I can confirm that this is an issue, for us the only remedy was:

apiVersion: security.istio.io/v1beta1
kind: AuthorizationPolicy
metadata:
  name: deny-all
  namespace: my-namespace
spec:
  {}

---
---
apiVersion: security.istio.io/v1beta1
kind: AuthorizationPolicy
metadata:
  name: my-app
  namespace: my-namespace
spec:
  selector:
    matchLabels:
      app: my-app
  rules:
  - from:
    - source:
        namespaces: ["prometheus-namespace"]
    to:
    - operation:
        methods: ["GET"]
        paths: ["/metrics"]
  - to:
    - operation:
        ports: ["15090"]

Notice the difference for the app-specific Prometheus rule (works with source and a namespaces target in its operation) and the Envoy proxy specific rules (which must only carry a single to rule with a port in operation, otherwise it’s discarded).

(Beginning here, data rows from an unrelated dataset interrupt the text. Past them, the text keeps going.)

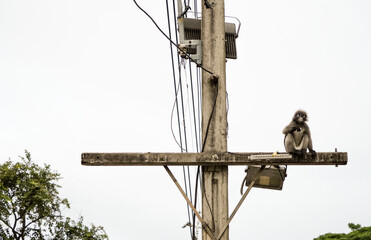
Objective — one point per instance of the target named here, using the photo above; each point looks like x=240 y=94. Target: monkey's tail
x=243 y=183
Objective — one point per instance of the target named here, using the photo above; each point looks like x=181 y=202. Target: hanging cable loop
x=176 y=45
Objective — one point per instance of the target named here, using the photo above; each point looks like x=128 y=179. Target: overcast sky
x=95 y=76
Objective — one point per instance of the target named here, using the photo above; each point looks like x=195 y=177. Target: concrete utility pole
x=214 y=178
x=214 y=159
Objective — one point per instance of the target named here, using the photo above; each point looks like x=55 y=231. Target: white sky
x=95 y=76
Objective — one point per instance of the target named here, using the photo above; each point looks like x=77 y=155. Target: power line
x=188 y=56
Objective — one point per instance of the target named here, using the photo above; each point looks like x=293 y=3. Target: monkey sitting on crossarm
x=297 y=135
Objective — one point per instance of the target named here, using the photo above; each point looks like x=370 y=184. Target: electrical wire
x=188 y=55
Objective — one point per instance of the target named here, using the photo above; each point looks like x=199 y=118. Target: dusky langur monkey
x=297 y=135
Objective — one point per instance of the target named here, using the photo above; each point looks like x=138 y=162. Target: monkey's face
x=300 y=116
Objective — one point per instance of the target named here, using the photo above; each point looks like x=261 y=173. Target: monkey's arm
x=290 y=128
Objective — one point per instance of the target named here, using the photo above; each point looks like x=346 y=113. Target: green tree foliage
x=30 y=206
x=357 y=233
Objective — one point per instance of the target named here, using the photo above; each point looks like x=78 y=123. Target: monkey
x=297 y=135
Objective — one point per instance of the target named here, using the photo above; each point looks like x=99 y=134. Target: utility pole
x=214 y=158
x=214 y=135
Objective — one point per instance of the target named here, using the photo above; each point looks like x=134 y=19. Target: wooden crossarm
x=209 y=159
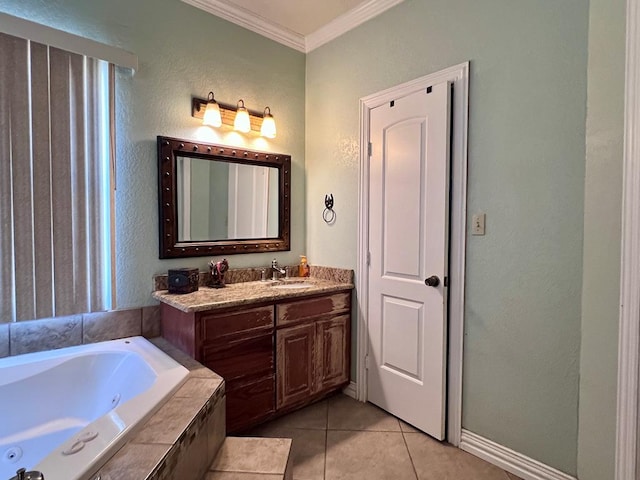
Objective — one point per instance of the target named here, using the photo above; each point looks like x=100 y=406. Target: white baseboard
x=351 y=391
x=505 y=458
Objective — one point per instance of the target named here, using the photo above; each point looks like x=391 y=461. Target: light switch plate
x=477 y=224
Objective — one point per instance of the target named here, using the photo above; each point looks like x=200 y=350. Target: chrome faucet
x=275 y=270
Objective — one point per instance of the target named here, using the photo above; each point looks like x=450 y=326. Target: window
x=55 y=181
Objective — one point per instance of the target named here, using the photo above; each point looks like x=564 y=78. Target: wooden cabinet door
x=295 y=352
x=332 y=352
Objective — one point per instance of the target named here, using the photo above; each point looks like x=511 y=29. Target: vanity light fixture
x=238 y=117
x=242 y=122
x=268 y=128
x=212 y=116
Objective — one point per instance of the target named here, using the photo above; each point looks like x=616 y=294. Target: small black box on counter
x=183 y=280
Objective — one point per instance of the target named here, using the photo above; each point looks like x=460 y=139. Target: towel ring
x=328 y=214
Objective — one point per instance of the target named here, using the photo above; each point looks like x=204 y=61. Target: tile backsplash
x=53 y=333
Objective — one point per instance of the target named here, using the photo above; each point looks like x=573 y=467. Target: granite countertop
x=246 y=293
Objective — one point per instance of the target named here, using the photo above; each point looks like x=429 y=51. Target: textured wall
x=183 y=52
x=526 y=171
x=602 y=231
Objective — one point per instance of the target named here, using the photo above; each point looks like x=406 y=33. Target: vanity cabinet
x=274 y=357
x=238 y=345
x=312 y=347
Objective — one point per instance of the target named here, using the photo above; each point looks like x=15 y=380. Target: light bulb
x=268 y=124
x=212 y=115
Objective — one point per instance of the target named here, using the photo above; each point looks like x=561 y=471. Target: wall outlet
x=477 y=224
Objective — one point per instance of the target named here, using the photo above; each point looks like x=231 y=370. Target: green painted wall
x=183 y=52
x=602 y=236
x=531 y=285
x=526 y=171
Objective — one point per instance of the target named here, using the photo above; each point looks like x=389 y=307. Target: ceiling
x=300 y=16
x=300 y=24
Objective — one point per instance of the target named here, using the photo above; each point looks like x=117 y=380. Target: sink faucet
x=275 y=269
x=22 y=474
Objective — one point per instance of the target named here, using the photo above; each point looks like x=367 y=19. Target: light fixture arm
x=228 y=112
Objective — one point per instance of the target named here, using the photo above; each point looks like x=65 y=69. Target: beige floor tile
x=314 y=417
x=253 y=455
x=439 y=461
x=408 y=428
x=307 y=450
x=346 y=413
x=367 y=456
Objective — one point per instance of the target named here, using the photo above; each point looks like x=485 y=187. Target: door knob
x=432 y=281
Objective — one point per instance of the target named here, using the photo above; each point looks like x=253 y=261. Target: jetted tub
x=66 y=412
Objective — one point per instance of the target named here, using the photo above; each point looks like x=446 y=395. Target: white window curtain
x=55 y=195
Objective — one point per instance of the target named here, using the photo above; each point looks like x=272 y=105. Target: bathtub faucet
x=22 y=474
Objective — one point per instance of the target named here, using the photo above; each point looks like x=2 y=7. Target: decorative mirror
x=220 y=200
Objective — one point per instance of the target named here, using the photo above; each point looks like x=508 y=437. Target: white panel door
x=248 y=201
x=408 y=244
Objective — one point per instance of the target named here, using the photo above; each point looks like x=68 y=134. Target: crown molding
x=251 y=21
x=348 y=21
x=280 y=34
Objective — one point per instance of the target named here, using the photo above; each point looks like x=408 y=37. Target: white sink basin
x=291 y=285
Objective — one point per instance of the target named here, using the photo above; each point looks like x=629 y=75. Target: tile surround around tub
x=194 y=417
x=151 y=321
x=4 y=340
x=103 y=326
x=52 y=333
x=47 y=334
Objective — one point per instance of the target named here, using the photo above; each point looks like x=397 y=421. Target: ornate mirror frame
x=170 y=246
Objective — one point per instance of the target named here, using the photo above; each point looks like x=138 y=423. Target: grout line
x=415 y=472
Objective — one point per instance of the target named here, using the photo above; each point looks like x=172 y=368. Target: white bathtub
x=66 y=412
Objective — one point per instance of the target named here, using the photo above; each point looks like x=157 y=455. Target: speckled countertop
x=246 y=293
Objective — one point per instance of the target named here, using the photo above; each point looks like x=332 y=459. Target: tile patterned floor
x=340 y=438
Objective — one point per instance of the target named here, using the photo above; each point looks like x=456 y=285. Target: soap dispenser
x=303 y=269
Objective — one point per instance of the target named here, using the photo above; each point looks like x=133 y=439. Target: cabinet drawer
x=249 y=403
x=291 y=312
x=221 y=325
x=240 y=358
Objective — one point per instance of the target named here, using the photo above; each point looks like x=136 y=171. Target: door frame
x=627 y=434
x=459 y=76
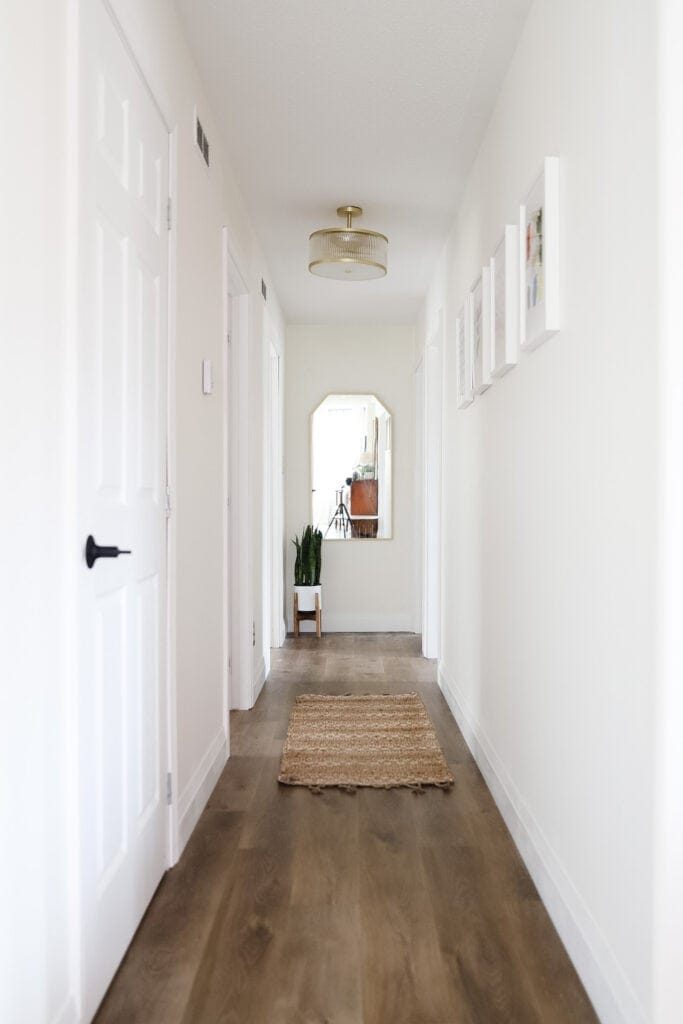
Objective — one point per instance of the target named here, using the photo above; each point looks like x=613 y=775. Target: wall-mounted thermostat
x=207 y=377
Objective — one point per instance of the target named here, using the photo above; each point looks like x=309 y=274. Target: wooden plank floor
x=379 y=907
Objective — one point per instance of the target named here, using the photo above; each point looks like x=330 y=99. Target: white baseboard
x=259 y=679
x=194 y=798
x=603 y=978
x=354 y=623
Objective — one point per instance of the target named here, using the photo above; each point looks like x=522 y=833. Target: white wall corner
x=68 y=1013
x=196 y=795
x=605 y=982
x=259 y=680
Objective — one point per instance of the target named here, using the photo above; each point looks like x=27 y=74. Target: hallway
x=381 y=907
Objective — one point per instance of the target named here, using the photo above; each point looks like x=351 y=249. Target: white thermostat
x=207 y=377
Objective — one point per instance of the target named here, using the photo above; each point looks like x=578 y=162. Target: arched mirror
x=351 y=468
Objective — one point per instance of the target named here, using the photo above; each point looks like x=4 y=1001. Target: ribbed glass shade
x=347 y=254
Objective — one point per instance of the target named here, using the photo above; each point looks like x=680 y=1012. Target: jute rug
x=380 y=740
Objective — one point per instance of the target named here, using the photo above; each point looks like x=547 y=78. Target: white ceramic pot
x=307 y=597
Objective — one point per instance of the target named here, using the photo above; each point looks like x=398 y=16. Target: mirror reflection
x=351 y=468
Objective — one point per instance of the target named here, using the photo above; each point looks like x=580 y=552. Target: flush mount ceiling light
x=347 y=253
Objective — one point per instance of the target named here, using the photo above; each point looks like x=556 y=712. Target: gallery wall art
x=539 y=256
x=505 y=302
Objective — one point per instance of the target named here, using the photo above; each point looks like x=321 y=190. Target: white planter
x=307 y=597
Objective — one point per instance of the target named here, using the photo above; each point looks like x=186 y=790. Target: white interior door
x=123 y=268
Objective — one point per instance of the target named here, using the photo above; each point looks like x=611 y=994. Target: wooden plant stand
x=300 y=616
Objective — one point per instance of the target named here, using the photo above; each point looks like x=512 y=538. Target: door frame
x=275 y=525
x=83 y=39
x=239 y=665
x=433 y=433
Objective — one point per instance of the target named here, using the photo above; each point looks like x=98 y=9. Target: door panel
x=123 y=267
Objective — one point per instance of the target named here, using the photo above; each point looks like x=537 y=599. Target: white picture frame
x=479 y=325
x=539 y=258
x=464 y=385
x=505 y=302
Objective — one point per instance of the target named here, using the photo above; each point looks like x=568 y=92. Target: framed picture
x=539 y=257
x=479 y=323
x=505 y=302
x=464 y=360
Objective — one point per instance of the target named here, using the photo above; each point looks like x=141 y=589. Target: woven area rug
x=380 y=740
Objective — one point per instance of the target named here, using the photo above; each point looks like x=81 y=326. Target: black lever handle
x=94 y=551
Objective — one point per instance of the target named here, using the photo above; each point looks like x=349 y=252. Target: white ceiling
x=381 y=103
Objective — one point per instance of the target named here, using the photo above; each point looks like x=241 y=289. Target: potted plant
x=307 y=568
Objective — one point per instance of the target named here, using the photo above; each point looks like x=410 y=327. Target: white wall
x=551 y=489
x=668 y=930
x=39 y=980
x=367 y=585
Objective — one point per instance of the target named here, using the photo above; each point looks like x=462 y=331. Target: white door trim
x=242 y=676
x=85 y=40
x=174 y=845
x=274 y=449
x=433 y=414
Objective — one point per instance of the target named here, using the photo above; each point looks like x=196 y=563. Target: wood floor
x=379 y=907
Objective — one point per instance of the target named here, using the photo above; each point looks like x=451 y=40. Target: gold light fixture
x=347 y=253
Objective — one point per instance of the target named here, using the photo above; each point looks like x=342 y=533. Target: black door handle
x=94 y=551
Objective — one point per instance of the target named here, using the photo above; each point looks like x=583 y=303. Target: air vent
x=201 y=139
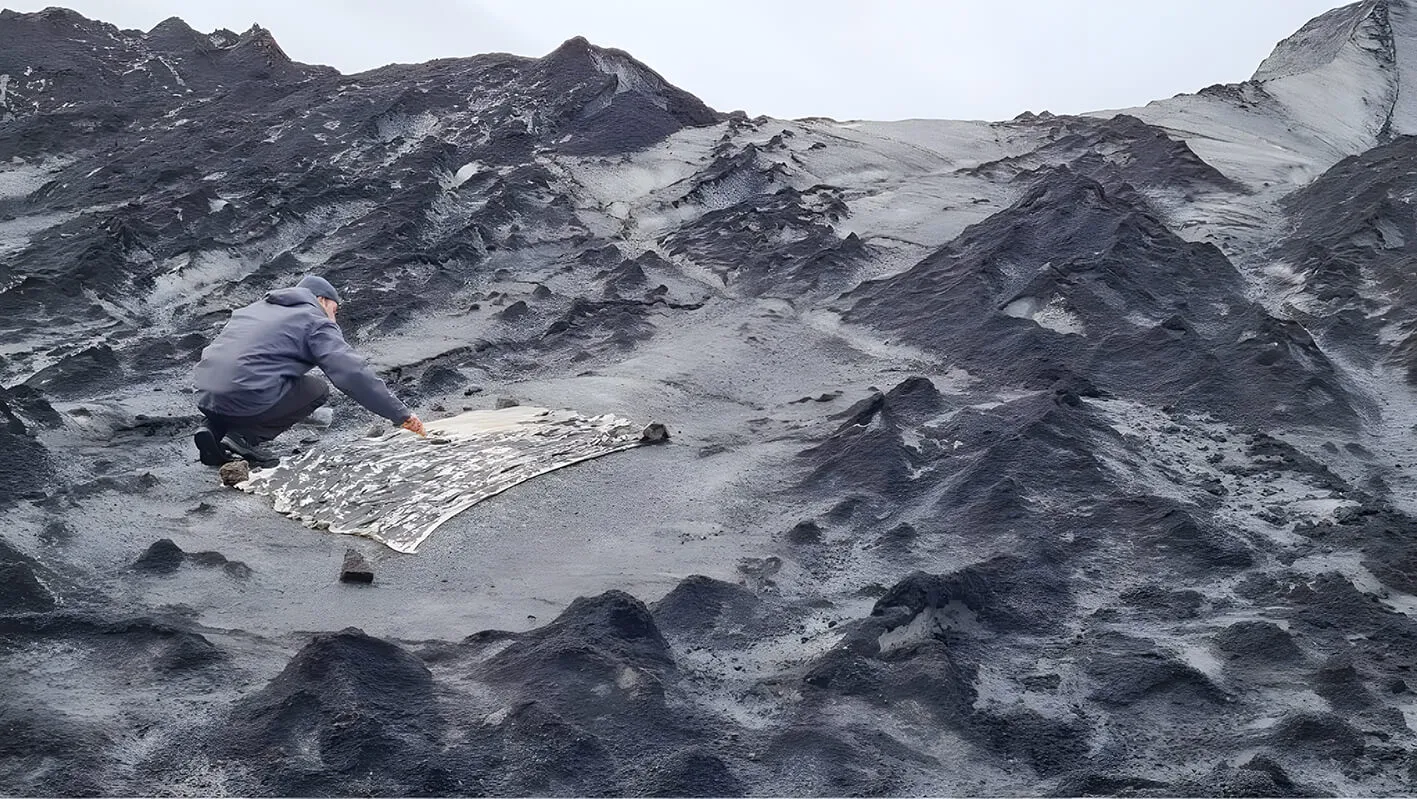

This is a sample request from the operator:

{"bytes_sent":"31863","upstream_cluster":"InboundPassthroughClusterIpv4","downstream_remote_address":"10.0.129.14:43418","authority":"-","path":"-","protocol":"-","upstream_service_time":"-","upstream_local_ │
│ address":"127.0.0.6:55781","duration":"21","downstream_local_address":"10.0.152.1:15090","upstream_transport_failure_reason":"-","route_name":"-","response_code":"0","user_agent":"-","response_flags":"-","st │
│ art_time":"2020-02-04T14:21:56.091Z","method":"-","request_id":"-","upstream_host":"10.0.152.1:15090","x_forwarded_for":"-","requested_server_name":"-","bytes_received":"95","istio_policy_status":"-"}

The Prometheus operator is running outside of the Istio mesh in this case.